Zinke defends himself against plane 'insults' during Congress grilling
Posted March 13, 2018 11:48 a.m. EDT
(CNN) — Interior Secretary Ryan Zinke defended himself at a Senate hearing Tuesday morning over reports about his use of private charter flights, calling them "insults" and "innuendos" that are "misleading."
He told the Senate Committee on Energy and Natural Resources that he has taken three such flights, but did not include in his tally his use of government helicopters or government planes.
"I resent the fact that of your insults," he told Washington Sen. Maria Cantwell, the top Democrat on the panel, after she asked if Zinke considered his private charter travel "a mistake." "I resent the fact they're misleading."
Oregon Democratic Sen. Ron Wyden told Zinke that his vote to confirm him last year was "one of the biggest regrets of my time in public service." Wyden's comment right after he accused Zinke of a"shell game to pay for a helicopter ride" during, but unrelated to raging wildfires.
Later, under more sympathetic questioning from Sen. Bill Cassidy, a Louisiana Republican, Zinke, who is a former Navy SEAL, said he is tough and can handle the criticism.
"I've been shot at before. I'm very comfortable with it," Zinke said.
"Do right. Fear no man. Do the best you can," he continued, partially quoting what the Oxford Dictionary of Proverbs says is a Scottish proverb. "Wake up and make sure we're accountable. Everything I do is looked at through a whole legal team, office of ethics."

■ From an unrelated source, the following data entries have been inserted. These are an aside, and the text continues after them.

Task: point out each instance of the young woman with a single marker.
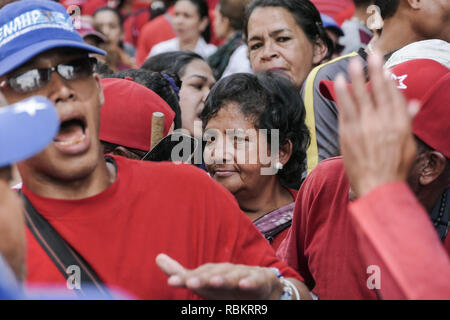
(197, 79)
(286, 36)
(256, 145)
(192, 30)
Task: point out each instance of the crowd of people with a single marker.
(225, 149)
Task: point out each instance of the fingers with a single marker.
(169, 266)
(380, 95)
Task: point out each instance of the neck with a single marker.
(92, 184)
(229, 35)
(361, 13)
(272, 197)
(428, 197)
(397, 33)
(188, 44)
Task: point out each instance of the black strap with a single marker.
(271, 234)
(60, 252)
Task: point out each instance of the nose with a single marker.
(60, 89)
(269, 51)
(219, 152)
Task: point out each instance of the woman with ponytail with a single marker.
(286, 36)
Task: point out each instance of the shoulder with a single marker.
(182, 180)
(329, 176)
(329, 70)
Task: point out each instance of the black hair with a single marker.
(387, 7)
(159, 84)
(175, 62)
(103, 69)
(203, 12)
(271, 101)
(234, 10)
(305, 14)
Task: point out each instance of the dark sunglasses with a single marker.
(35, 79)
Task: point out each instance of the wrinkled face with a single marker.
(108, 23)
(187, 23)
(224, 154)
(12, 231)
(197, 81)
(276, 42)
(75, 152)
(434, 21)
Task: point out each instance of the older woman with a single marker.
(256, 145)
(286, 36)
(192, 30)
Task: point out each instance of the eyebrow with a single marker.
(199, 76)
(271, 34)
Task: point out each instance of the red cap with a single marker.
(85, 28)
(126, 116)
(429, 82)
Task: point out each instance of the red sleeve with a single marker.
(395, 234)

Zinke's travel, and his flight on a charter plane from Nevada (where he also spoke to the Vegas Golden Knights hockey team owned by a former donor to his political campaign) sparked ongoing reviews by the Inspector General and Office of Special Counsel last year. Among other examples, a CNN review of documents in February found several examples that ethics watchdogs say raise questions about whether Zinke is misusing his travel privileges, despite receiving approval from the department's lawyer and ethics officer.
Zinke last year called the controversy over his travel habits "a little B.S."